Nature Nurtures

The Japanese practice of “forest bathing” is catching on around the world.

By Jodi Helmer

July-August 2018


Walking through a forest: Sunlight streaming through trees, birds chirping and wind rustling, the crunch of leaves beneath your feet. These simple pleasures are getting serious attention for the way they could help you feel healthier and happier.

The forest “is a place to slow down, relax the mind, release tension and awaken your senses to the natural beauty around you,” explains Ben “Crow” Page, a certified forest therapy guide and training coordinator for the Association of Nature and Forest Therapy (ANFT). “We spend most of our lives so stressed out. Escaping that for a couple of hours can feel so good.”

The Japanese call spending restorative time in the forest shinrin-yoku, or forest bathing. It became popular during the 1980s when workers, stressed and sick from spending too much time at their desks, were encouraged to go outdoors. As a result, the Japanese government has created more than 1,000 “recreation forests,” and walking through them is an essential part of preventive healthcare.

The concept is catching on here. The ANFT provides guided walks, and meetup groups in cities like San Francisco; Portland, Oregon; Pittsburgh; and Decatur, Georgia, foster opportunities to participate in the practice.

Margaret M. Hansen, EdD, a nursing professor at the University of San Francisco, isn’t surprised forest bathing is generating worldwide attention, noting that increases in the number of people living in cities has coincided with an increased prevalence of disorders such as cardiovascular disease.

“With the projected statistic of nine billion people living in cities by the year 2050,” Hansen says, “it may be wise for humans to return to nature and breathe in the identified compounds that are associated with health and well-being.”

Science supports the benefits of time spent in forests. Research in the Proceedings of the National Academy of Sciences found that walking in a natural area like a forest for 90 minutes helps boost mood. Other studies found that forest bathing helps lower stress, pulse rate, blood pressure and levels of cortisol, the stress hormone.

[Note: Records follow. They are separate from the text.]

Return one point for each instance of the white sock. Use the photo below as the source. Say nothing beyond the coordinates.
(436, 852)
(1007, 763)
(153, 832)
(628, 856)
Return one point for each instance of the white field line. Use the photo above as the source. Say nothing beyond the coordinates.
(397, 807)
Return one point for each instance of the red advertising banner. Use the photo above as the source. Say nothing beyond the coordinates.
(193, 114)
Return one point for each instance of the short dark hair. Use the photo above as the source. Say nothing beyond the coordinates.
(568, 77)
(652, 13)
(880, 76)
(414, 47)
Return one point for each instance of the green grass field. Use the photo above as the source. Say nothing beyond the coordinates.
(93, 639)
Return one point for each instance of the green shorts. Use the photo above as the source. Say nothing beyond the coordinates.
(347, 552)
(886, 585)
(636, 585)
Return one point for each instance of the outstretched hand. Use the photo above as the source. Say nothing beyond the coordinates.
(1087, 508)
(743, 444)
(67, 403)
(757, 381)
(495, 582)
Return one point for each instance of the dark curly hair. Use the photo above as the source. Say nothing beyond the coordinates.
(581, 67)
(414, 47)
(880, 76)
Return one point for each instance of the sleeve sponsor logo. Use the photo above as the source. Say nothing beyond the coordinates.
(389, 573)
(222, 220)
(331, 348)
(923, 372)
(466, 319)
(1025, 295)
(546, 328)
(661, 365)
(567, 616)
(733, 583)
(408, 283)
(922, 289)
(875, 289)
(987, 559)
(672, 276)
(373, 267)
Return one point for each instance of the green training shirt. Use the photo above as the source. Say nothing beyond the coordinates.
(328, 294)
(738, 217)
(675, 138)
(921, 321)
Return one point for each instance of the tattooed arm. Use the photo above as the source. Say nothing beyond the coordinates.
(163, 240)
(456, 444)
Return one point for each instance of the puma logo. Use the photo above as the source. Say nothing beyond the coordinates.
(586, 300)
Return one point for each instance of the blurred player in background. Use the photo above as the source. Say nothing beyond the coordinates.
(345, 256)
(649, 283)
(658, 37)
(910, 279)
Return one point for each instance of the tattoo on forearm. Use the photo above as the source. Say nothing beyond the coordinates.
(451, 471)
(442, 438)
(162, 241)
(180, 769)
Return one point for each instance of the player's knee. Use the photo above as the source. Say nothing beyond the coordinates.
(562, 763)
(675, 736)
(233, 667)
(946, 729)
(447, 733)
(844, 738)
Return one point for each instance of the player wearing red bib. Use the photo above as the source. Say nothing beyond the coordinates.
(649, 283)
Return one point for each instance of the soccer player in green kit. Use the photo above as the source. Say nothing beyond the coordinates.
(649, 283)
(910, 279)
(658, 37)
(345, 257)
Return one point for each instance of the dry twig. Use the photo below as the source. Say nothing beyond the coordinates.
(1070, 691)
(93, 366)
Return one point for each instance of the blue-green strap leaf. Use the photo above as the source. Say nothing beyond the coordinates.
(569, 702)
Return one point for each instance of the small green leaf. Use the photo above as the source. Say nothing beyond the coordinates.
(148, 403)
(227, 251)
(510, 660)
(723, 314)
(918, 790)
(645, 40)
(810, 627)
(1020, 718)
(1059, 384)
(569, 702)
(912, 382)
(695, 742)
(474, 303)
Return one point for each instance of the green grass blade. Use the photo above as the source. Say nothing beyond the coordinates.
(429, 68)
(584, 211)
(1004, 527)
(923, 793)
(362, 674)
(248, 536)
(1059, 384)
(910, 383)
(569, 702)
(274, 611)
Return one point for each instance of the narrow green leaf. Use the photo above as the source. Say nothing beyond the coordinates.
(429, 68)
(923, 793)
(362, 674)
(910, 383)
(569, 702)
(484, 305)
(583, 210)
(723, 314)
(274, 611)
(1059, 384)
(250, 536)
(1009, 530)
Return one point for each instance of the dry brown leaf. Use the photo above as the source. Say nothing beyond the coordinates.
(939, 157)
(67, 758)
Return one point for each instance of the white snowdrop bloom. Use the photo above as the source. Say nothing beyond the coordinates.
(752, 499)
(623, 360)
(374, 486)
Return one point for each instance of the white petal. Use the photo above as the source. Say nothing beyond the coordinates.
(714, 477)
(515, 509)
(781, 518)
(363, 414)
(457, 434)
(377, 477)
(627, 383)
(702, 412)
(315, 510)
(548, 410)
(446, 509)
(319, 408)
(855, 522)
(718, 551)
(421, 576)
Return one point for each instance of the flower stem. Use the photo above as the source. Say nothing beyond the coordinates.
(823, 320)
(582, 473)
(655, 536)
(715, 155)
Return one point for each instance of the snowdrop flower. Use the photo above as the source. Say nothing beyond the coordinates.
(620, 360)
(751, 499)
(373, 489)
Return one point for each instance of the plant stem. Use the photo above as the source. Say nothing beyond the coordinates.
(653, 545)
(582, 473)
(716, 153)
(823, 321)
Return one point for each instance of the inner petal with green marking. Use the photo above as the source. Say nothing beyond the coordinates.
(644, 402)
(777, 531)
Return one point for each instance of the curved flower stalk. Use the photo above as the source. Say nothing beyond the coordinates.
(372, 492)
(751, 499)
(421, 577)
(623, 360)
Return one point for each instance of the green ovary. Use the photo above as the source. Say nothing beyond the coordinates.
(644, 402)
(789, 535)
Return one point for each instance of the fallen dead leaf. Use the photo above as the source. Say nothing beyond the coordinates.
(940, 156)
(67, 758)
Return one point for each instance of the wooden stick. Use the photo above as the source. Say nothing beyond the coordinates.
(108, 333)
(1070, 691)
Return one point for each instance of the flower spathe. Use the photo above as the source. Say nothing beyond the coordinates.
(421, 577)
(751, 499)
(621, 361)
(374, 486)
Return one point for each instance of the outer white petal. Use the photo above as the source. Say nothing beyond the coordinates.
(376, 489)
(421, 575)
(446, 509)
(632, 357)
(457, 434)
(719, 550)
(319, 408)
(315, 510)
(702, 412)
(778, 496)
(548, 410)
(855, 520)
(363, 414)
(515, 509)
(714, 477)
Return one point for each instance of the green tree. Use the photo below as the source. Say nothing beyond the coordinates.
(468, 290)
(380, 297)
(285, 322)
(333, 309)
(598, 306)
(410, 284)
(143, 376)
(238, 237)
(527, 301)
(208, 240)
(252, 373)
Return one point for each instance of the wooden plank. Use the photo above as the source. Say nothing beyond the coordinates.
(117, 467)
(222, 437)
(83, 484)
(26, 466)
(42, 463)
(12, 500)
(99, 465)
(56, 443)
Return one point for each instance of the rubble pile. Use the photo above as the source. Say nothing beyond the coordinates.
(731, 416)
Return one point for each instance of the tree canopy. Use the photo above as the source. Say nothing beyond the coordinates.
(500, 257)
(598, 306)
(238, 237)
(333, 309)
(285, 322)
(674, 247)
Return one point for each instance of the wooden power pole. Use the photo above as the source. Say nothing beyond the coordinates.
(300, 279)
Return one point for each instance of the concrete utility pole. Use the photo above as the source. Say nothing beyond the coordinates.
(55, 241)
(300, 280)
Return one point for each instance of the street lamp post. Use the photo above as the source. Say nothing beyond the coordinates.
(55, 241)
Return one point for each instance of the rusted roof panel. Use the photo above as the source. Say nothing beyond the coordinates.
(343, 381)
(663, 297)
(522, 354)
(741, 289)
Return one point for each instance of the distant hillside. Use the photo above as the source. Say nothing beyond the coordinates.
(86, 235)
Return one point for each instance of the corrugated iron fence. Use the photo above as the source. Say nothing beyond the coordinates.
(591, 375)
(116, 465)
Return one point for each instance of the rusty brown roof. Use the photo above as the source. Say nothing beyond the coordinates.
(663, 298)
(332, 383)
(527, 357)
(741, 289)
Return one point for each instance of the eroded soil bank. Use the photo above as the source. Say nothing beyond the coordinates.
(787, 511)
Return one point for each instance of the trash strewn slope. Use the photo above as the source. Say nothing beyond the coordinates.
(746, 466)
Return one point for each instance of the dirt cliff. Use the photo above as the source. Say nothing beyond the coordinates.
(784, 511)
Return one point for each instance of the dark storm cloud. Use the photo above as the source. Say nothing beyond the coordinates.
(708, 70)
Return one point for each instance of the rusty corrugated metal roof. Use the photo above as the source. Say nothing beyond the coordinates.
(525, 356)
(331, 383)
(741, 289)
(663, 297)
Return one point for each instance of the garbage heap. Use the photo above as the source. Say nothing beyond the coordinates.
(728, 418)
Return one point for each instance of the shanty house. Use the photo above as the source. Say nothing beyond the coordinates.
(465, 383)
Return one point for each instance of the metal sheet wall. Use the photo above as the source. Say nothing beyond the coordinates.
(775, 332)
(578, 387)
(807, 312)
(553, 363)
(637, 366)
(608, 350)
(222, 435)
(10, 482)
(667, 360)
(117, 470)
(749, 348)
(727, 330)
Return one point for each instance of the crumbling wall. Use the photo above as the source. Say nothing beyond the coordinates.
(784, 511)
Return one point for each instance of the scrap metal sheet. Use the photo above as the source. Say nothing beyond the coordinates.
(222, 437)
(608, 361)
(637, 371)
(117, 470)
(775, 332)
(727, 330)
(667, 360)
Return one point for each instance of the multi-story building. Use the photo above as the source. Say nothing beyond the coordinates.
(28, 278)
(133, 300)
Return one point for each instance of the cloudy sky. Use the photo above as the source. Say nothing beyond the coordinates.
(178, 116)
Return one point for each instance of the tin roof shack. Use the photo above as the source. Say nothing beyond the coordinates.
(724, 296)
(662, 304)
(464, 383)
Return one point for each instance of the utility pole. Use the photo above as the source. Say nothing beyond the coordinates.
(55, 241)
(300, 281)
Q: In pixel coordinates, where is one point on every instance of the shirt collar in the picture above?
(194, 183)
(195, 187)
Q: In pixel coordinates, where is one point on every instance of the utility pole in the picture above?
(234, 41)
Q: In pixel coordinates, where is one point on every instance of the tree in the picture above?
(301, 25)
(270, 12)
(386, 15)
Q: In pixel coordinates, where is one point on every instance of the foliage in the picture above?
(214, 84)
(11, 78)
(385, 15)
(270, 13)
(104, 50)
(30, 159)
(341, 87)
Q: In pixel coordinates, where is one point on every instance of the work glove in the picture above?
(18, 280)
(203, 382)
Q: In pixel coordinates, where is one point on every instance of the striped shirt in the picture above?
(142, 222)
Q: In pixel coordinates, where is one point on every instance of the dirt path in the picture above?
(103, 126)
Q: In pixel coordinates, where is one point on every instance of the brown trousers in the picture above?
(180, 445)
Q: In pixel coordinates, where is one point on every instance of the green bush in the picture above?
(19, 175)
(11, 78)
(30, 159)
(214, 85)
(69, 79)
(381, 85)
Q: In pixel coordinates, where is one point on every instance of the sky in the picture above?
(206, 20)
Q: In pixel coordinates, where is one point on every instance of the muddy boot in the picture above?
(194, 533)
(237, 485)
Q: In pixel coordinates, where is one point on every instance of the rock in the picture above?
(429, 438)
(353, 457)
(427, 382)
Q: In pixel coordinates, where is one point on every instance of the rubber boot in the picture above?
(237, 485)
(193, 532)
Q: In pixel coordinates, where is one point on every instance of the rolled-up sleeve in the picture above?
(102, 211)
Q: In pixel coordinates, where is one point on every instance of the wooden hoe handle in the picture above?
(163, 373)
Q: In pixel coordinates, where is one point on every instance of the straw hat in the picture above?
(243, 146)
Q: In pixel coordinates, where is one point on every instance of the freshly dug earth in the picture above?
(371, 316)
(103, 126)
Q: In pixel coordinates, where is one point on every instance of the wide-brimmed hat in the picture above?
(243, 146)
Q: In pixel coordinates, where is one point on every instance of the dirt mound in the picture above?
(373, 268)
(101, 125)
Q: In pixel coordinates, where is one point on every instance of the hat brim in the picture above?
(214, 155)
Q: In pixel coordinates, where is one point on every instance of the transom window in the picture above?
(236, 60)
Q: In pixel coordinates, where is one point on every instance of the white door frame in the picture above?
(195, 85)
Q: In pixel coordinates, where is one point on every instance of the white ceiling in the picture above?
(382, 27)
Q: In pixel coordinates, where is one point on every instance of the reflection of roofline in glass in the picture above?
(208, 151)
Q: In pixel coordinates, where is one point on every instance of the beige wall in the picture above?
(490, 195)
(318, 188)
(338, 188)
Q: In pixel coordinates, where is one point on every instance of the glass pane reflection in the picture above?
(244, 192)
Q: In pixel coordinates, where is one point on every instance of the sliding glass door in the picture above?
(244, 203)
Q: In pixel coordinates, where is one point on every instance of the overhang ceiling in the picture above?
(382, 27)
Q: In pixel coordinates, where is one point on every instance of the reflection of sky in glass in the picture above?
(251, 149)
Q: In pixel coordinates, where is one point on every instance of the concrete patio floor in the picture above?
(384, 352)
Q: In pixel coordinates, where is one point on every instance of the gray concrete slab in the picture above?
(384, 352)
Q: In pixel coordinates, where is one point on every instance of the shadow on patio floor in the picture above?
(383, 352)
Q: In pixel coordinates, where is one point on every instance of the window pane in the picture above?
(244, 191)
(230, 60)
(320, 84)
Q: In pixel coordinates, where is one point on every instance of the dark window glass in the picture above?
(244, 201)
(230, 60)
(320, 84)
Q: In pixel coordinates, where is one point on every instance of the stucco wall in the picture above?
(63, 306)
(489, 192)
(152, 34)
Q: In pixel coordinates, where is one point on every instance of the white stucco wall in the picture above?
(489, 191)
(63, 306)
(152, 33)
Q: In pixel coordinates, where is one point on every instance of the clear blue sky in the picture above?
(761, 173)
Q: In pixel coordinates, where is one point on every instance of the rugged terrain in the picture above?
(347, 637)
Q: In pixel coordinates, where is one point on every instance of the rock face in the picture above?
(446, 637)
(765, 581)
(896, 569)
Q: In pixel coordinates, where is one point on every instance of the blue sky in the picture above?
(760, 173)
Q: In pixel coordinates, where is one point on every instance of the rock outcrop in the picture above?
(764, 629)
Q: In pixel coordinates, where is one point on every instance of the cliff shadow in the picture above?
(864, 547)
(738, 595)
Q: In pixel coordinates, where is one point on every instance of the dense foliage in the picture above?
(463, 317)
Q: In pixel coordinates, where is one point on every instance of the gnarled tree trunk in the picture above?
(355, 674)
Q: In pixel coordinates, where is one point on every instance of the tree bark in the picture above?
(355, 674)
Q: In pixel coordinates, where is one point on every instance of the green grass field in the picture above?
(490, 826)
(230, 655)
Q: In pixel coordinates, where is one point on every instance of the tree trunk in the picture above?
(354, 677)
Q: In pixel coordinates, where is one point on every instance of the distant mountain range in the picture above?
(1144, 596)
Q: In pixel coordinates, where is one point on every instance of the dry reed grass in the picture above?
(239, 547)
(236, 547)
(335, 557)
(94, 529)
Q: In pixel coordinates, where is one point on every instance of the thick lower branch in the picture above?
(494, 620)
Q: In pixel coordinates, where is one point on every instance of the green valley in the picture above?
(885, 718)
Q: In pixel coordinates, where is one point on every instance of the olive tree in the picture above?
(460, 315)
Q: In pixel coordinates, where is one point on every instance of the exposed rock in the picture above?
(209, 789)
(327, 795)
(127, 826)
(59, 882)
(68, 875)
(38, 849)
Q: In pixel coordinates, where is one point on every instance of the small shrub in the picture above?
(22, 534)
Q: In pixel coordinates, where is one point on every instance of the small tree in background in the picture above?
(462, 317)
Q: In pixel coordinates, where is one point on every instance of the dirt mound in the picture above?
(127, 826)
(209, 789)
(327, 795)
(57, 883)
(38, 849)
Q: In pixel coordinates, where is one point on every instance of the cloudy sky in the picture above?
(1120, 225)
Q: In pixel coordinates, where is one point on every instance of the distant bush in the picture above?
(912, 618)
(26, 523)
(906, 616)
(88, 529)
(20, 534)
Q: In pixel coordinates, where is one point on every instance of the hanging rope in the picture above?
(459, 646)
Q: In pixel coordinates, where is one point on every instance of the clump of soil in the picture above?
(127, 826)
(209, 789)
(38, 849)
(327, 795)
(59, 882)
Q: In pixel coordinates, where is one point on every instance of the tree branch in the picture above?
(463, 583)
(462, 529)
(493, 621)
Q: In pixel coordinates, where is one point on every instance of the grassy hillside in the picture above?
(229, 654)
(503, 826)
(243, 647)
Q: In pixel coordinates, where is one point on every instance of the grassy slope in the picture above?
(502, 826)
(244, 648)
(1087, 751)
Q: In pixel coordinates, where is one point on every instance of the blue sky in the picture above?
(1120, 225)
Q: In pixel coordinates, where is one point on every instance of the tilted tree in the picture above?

One analysis of 64 studies on forest bathing also found the practice to have therapeutic effects. Hansen, the lead author, hopes to draw attention to research on the topic.

She also wants to encourage additional research on forest bathing involving “various cultures and locations around the globe, as well as larger sample sizes, in order for researchers to arrive at definitive answers that may in turn be generalizable to the population.”

In the meantime, the latest investigations are exploring the potential for this practice to trigger positive immune responses—a promising new area of research.

Thanks to phytoncides, microbe-fighting compounds that trees emit to protect themselves against germs and insect infestations, forest bathing might improve human immune system function. The idea is that you breathe in these substances, which then boost the activity of your body’s natural killer (NK) cells, the cells that respond to viruses and tumor formation, and are linked to cancer prevention. Page notes that pine trees release the highest levels of phytoncides, so forests with abundant pine species could have the strongest impact on the immune system.

You don’t necessarily need to find a pine forest to reap the benefits, however. Spending time in a park, arboretum, botanical garden or even your own backyard can have profound effects on health and well-being.

“There are incredible neurological and physiological impacts when we slow down and relax in the natural world,” Page says.

Forest bathing can be as basic as taking a walk in nature—without popping in earbuds and listening to a podcast—to soak up the sights, sounds, scents and textures of the surroundings. Guided experiences, which Page likens to taking a yoga or meditation class, are also available.

While Hansen would like to see more studies delve into the benefits of forest bathing, she is still a strong supporter of the practice.

“I am quite biased…primarily because of the effects it has on me. When I walk in the forest and I am mindful of my five senses, I clear my mind [and] feel the stress melt away,” she says. “Make time to take a walk in natural settings and see how it makes you feel—and don’t forget to breathe deeply and slowly while you stand in awe of the great outdoors that surrounds you.”